We know that we’ve failed the gaming community at large, and all of us at Niantic would like to apologize for the impact of temporarily disabling this feature. We will continue to work on this issue and will keep the community in the loop at all times with technical progress. Thank you for your continued loyalty, and we continue to work hard to earn your trust.

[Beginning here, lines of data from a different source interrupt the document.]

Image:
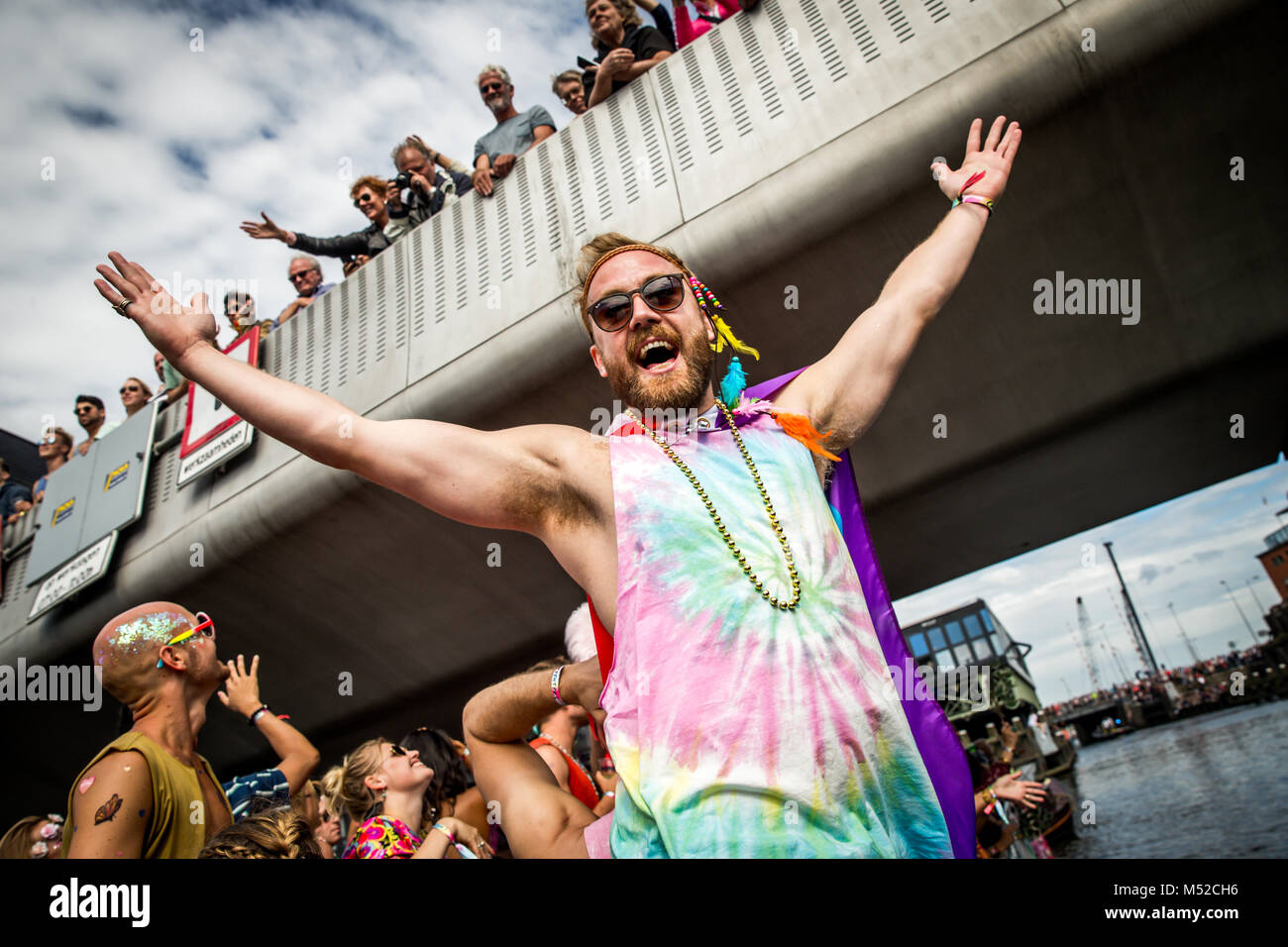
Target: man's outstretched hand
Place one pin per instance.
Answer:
(171, 329)
(995, 158)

Refusal to Engage a Motivated Community

Niantic’s desire to shut down services like Pokevision and other third-party tracking sites is exactly what you would expect from a company that is governed by fear and very short-sighted MBA-type empty suits with zero desire to connect with their users. Niantic sees these users as disruptive hackers, when in reality, all successful companies that have a semi-adversarial relationship with users (IT security, for example) do their best to ally themselves with the hackers. When it comes to cybersecurity, smart companies pay out Bug Bounties for hackers who responsibly disclose security holes in their products and services; dumb companies contact law enforcement and try to crack down. The latter approach simply drives all the bugs underground and ensures they will be exploited for black market reasons (and it also generates an enormous amount of bad will), the former approach rewards freelancers for improving their product and taking an interest in improving it.

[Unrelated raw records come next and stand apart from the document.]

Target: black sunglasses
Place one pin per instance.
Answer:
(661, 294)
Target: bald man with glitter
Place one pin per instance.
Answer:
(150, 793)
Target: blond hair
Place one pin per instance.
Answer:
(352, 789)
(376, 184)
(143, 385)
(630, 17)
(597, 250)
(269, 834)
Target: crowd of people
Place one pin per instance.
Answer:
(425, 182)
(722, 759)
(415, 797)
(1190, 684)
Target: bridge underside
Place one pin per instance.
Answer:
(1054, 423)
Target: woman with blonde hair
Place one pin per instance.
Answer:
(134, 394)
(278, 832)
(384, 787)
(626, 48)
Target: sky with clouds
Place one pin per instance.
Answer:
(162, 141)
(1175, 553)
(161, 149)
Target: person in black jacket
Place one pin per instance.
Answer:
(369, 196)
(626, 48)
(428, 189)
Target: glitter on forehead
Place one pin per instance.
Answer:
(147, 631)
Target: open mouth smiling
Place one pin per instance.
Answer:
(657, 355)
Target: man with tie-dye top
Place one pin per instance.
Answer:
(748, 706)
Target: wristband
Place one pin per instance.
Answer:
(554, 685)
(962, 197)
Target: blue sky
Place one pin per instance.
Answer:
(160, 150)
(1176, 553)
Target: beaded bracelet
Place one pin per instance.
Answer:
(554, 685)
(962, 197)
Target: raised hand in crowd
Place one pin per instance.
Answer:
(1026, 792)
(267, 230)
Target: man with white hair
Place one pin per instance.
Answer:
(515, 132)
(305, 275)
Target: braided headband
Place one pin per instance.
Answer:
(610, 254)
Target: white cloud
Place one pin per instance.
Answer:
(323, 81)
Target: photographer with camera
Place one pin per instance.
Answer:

When Niantic discovered Pokevision (a website that tracked Pokemon Go pokemon spawning at any location in the world), they should have contacted the authors of the tool and offered to hire them in a capacity that helped them solve their ‘3-step tracking’ issues as well as develop future features for the game. If Niantic was worried about server load from these tools, they should have reached out with a rate limiting plan and worked with the website to cooperate together. From the outset, Pokevision repeatedly stated they would take the website down if Niantic or Nintendo requested, showing that they were good actors with the best of intentions. This is an ideal scenario where you engage them and the community at large to fix a problem you have in a collaborative effort. Not only do you end up with a better service, but you generate goodwill in the community.

Niantic needs to admit their product is broken and that they didn’t take security all that seriously (MITM attacks continue to succeed despite the fact that Niantic just installed certificate pinning in their app in an attempt to block HTTPS sniffing). It’s not a war they can afford to fight when they already have a ton of other fires they’re stoking with their heavy-handed approach, and attempting to control what users do with a shipped binary on user-controlled hardware… well, let’s just say that it’s not a battle that can really be won.

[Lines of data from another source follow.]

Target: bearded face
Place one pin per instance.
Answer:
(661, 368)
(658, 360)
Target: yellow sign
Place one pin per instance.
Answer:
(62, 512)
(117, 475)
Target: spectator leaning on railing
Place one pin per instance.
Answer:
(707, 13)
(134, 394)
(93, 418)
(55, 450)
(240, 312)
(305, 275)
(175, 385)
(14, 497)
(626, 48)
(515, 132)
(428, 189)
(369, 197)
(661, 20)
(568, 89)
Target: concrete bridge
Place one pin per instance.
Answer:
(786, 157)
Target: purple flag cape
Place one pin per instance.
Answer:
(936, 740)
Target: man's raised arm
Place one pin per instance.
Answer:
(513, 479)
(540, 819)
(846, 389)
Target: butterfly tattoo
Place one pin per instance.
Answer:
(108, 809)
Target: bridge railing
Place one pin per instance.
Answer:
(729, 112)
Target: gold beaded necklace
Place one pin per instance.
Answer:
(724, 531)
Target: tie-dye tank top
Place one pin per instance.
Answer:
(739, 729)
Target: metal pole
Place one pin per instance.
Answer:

Niantic Labs is a company just like the majority of the new American businesses that come to power – full of MBA-type assholes who do everything to limit legal exposure and see customer support as a sinkhole. It’s a perfect parallel to our current political climate, where the majority of our representatives provide little to no transparency on why they vote the way they do and do not document their processes for their constituents – yet we blame American voting turnout on the individuals, not the people above us who fail to connect with your every day person. Corporate strategy follows that exact same model, and there’s no surprise that there’s a massive backlash with users filing for refunds, complaining to Apple/Google in droves, and hacking their software left and right to provide the features Niantic should have had on lockdown from the beginning.

If you futilely swim upstream long enough, don’t be surprised when the current eventually overtakes you. It might require a company (or politician) to swallow a bit of ego and allocate resources to supporting customers (gasp!), but the effort is well-worth the investment.